Although California’s unemployment rate dipped in May to its lowest level in 9 years, at 5.2 percent, the reason for the latest decline is a shrinking labor force.

California suffered the second-worst unemployment rate of any state during 2008-2009 Great Recession, according to the U.S. Federal Reserve. After varying between 4.9 percent and 6.9 percent from 2000 to 2007, California unemployment went straight up to peak at 12.2 percent by May 2009. But since January 2011, the unemployment rate has declined steadily almost every month.

Although the current 5.2 percent unemployment rate is still higher than the 4.7 percent national average. California has added about 2.2 million jobs since 2011, with professional and business services and educational and health services seeing the strongest jobs growth.

But an important reason unemployment is at its lowest rate since May 2007 is that the state’s labor force has been shrinking as large numbers of California citizens leave for other states with better job prospects and lower taxes.

California’s official labor force in the last 12 months shrank by 53,000 workers, according to the Employment Development Department in Sacramento.

Breitbart News has reported extensively about this emigration trend. In 2013 (the most recent data available) 102,972 Californians left for other states, and only 66,294 individuals from other states moved to California.

The only reason that the Golden State achieved a net population gain that year was due to the 169,266 mostly illegal/undocumented immigrants streaming into California. About half of that population is working, but they do not show up in unemployment reports because most work for “under-the-table” cash.

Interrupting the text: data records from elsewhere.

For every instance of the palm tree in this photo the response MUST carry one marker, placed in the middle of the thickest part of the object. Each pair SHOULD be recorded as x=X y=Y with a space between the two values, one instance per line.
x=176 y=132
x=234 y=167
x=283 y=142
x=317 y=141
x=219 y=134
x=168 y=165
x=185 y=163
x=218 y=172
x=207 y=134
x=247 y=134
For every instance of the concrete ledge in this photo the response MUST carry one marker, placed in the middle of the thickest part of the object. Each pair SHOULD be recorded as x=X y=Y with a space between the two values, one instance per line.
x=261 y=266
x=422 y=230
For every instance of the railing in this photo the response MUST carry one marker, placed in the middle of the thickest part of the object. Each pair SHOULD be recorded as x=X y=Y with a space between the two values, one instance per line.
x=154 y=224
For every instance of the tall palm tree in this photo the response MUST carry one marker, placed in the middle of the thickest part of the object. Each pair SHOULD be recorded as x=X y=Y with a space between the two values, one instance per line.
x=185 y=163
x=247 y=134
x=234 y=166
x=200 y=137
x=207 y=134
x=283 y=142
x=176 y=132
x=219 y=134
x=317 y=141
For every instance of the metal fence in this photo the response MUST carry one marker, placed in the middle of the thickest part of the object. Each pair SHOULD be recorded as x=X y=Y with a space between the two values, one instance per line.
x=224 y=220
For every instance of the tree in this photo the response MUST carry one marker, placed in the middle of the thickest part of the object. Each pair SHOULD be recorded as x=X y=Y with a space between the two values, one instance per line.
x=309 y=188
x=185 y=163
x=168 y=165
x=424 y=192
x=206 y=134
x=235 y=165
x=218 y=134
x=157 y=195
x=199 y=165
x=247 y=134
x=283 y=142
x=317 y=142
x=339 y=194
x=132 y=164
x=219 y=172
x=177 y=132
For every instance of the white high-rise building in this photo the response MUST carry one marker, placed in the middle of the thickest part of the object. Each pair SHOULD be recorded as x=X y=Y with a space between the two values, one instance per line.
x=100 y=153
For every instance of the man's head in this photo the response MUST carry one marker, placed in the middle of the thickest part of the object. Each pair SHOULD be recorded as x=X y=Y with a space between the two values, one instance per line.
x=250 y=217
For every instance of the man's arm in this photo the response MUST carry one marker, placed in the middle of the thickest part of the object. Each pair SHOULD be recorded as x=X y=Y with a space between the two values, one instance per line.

Nearly a million people remain unemployed in California. There were nearly 43,000 new unemployment insurance claims in May, down nearly 4,000 from April.

California’s jobless rate is much higher in several of northern counties. Unemployment is 5.9 percent in Butte County; 7.3 percent in Glenn County; 6.2 percent in Shasta County; 6.6 percent in Tehama County and a state high of 12.7 percent in Colusa County.